Journal de l'année Édition 1996 1996Éd. 1996

Chronique judiciaire

L'année de toutes les affaires

L'argent bien sûr, la politique aussi, le pouvoir et les magouilles évidemment, et toujours les affaires : il n'a été question que de cela dans les prétoires en 1995. Dans tout l'Hexagone, on a assisté à une floraison de procès où, sur le banc des prévenus, se trouvaient des ministres, des politiciens, des maires, des hommes d'affaires et des vedettes du show-business. À Saint-Brieuc, Henri Emmanuelli, ancien trésorier du PS, comparaissait dans le cadre de l'affaire URBA-SAGES. Michel Noir, maire de Lyon, et Michel Mouillot, maire de Cannes, siégeaient côte à côte dans l'affaire Botton. Bernard Tapie à Valenciennes, Alain Carignon à Lyon, Jacques Médecin à Grenoble, les chroniqueurs judiciaires ne savaient où donner de la tête. Partout il n'était question que d'abus de biens sociaux, de recel d'abus de biens sociaux, de corruption active et passive.

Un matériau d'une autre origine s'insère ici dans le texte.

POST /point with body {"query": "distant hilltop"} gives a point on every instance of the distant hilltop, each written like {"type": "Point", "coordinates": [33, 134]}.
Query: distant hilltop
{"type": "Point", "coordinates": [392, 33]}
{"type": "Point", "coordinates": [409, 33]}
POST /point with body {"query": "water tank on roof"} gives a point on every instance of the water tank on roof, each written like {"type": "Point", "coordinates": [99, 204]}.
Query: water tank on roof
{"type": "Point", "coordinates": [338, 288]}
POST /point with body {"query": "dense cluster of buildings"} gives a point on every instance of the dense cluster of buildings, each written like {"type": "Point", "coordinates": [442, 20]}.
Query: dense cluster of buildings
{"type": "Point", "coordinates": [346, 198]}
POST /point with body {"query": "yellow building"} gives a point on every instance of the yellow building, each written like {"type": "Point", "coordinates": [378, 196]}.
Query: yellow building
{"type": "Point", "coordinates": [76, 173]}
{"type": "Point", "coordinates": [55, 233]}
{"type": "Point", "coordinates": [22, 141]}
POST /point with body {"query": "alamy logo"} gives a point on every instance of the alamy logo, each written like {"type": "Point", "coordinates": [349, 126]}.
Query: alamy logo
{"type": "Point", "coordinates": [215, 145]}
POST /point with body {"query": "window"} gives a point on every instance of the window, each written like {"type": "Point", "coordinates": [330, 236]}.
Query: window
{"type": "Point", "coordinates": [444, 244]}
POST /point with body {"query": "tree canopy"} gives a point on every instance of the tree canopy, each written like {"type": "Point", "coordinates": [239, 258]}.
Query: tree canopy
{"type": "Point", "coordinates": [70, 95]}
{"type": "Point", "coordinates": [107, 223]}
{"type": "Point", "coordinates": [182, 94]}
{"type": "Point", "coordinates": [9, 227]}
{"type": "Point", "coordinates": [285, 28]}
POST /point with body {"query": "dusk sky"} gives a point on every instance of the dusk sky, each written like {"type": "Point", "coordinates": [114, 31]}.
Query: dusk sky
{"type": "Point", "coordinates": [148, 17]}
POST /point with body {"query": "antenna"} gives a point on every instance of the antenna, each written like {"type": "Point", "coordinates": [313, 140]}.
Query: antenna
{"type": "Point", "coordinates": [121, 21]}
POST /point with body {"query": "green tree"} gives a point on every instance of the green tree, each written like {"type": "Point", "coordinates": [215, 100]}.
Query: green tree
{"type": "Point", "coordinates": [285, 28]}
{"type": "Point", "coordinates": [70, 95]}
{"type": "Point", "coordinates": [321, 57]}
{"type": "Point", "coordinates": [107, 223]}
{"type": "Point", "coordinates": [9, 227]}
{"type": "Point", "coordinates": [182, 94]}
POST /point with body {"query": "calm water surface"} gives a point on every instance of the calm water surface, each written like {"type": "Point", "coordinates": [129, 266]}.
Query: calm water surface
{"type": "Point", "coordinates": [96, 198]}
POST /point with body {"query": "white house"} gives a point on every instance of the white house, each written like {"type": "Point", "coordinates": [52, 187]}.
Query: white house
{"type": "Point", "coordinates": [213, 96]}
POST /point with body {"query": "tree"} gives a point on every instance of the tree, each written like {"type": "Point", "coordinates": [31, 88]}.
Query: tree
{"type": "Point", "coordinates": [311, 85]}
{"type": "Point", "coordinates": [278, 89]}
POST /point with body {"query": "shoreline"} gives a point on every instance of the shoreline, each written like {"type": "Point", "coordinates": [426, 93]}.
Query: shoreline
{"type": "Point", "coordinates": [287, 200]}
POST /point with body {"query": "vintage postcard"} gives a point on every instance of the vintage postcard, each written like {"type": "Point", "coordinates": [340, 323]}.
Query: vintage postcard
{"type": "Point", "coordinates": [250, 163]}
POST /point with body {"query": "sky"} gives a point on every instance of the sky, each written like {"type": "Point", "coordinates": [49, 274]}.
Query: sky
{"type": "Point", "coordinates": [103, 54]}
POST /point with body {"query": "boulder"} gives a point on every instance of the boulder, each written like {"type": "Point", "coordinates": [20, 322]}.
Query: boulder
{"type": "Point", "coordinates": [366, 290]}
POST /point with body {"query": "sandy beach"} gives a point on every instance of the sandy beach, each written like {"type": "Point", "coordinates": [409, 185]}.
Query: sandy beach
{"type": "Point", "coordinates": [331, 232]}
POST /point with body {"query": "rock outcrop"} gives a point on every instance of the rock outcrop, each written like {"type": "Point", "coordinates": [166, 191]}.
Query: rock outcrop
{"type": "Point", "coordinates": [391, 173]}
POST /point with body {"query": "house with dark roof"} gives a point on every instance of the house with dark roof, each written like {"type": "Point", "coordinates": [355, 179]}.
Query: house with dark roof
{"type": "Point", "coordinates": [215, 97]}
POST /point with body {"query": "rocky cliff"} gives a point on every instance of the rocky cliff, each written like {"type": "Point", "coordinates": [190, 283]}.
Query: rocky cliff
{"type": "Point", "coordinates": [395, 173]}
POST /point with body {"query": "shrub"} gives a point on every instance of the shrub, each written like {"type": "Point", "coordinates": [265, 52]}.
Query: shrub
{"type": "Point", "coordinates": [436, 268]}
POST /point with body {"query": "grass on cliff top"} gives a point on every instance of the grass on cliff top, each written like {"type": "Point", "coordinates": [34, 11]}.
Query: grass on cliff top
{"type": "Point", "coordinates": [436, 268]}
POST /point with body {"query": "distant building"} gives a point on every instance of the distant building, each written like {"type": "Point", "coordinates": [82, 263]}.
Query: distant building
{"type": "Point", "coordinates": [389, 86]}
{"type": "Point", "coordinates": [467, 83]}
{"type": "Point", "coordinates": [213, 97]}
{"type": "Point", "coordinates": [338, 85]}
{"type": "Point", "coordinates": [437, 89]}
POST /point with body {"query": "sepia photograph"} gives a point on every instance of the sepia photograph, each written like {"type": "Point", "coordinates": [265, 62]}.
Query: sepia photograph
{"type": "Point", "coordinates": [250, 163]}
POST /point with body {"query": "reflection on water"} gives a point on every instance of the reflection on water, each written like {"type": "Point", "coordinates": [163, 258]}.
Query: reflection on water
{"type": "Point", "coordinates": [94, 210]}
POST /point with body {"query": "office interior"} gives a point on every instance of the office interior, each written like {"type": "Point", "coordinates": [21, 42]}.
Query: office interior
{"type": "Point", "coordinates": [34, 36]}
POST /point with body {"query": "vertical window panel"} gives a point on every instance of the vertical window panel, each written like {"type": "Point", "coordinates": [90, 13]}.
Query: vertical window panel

Le côté hautement technique des affaires, avec leurs documents comptables et leurs répétitions, n'entraînait cependant aucune apathie ou lassitude. Bien au contraire, les chroniqueurs judiciaires les plus blasés furent totalement surpris par le comportement inhabituel de certains prévenus ou témoins. Derrière les expertises comptables, il y avait des hommes.

Sur le papier, deux procès promettaient particulièrement : celui de l'affaire Botton et celui du match OM-Valenciennes. L'un et l'autre apparaissaient comme le chapitre final de deux affaires rocambolesques qui avaient tenu la France en haleine.

L'affaire Botton

Du 13 février au 3 mars, le procès de Lyon tint toutes ses promesses. L'affiche était belle : parmi les douze prévenus, il y avait le maire de Lyon (Michel Noir), celui de Cannes (Michel Mouillot), le présentateur vedette de TF1 (Patrick Poivre d'Arvor), le cousin d'un ancien président de la République (Charles Giscard d'Estaing) et, comme accusé numéro un, Pierre Botton, le gendre et le gourou de Michel Noir, un homme affamé de publicité et de mondanités qui avait pour dieux Bernard Tapie et Coluche. On reprochait à Pierre Botton d'avoir dépouillé seize sociétés de 33 millions. Aux maires de Lyon et de Cannes, ainsi qu'au présentateur de TF1, d'avoir profité d'une partie de cet argent. Les uns en Relais et Châteaux, séjours à l'étranger ou à la neige, restaurants trois étoiles. Les autres par l'intermédiaire d'études bidon et de subventions. On nous avait promis un procès politique, financier, familial et médiatique. Il fut tout cela, et au-delà même de ce qu'on pouvait imaginer.

Facture par facture, note par note, le tribunal étudia comment, pour satisfaire un train de vie dispendieux, entretenir à coups de cadeaux des amitiés dans le monde de la presse et du show-biz et promouvoir également des campagnes politiques, Pierre Botton avait pillé seize sociétés.

Procès de l'esbroufe, des vanités, des paillettes et du toc, le procès Botton fut aussi un flamboyant mélo. La cour ne se pencha pas seulement sur les factures des costumes Smalto, sur le cas du violoncelle de Michel Noir ou sur les séjours aux sports d'hiver de Patrick Poivre d'Arvor, mais aussi sur le journal intime et les brouillons de lettres d'Anne-Valérie Botton, fille de Michel Noir et épouse de Pierre Botton. Certains avocats et le procureur lui-même n'hésitèrent pas à lire avec gourmandise le petit carnet rose confidentiel d'une jeune femme abandonnée par son mari et sacrifiée sur l'autel de la politique de son père. On assista ainsi à un indécent déballage de petits secrets d'alcôve qui plongea public et magistrats dans une indicible gêne. Le réquisitoire, par sa longueur (sept heures) et par sa violence, allait véritablement pétrifier les prévenus. Le procureur Thierry Crétin fustigea l'incroyable légèreté des prévenus, leur recherche effrénée de l'argent facile et leur cynisme. Il réclama 4 ans de prison ferme et 2 millions d'amende contre Pierre Botton. Contre les trois « receleurs », Michel Noir, Michel Mouillot et Patrick Poivre d'Arvor : 18 mois de prison avec sursis, 200 000 F d'amende et 5 ans d'inéligibilité.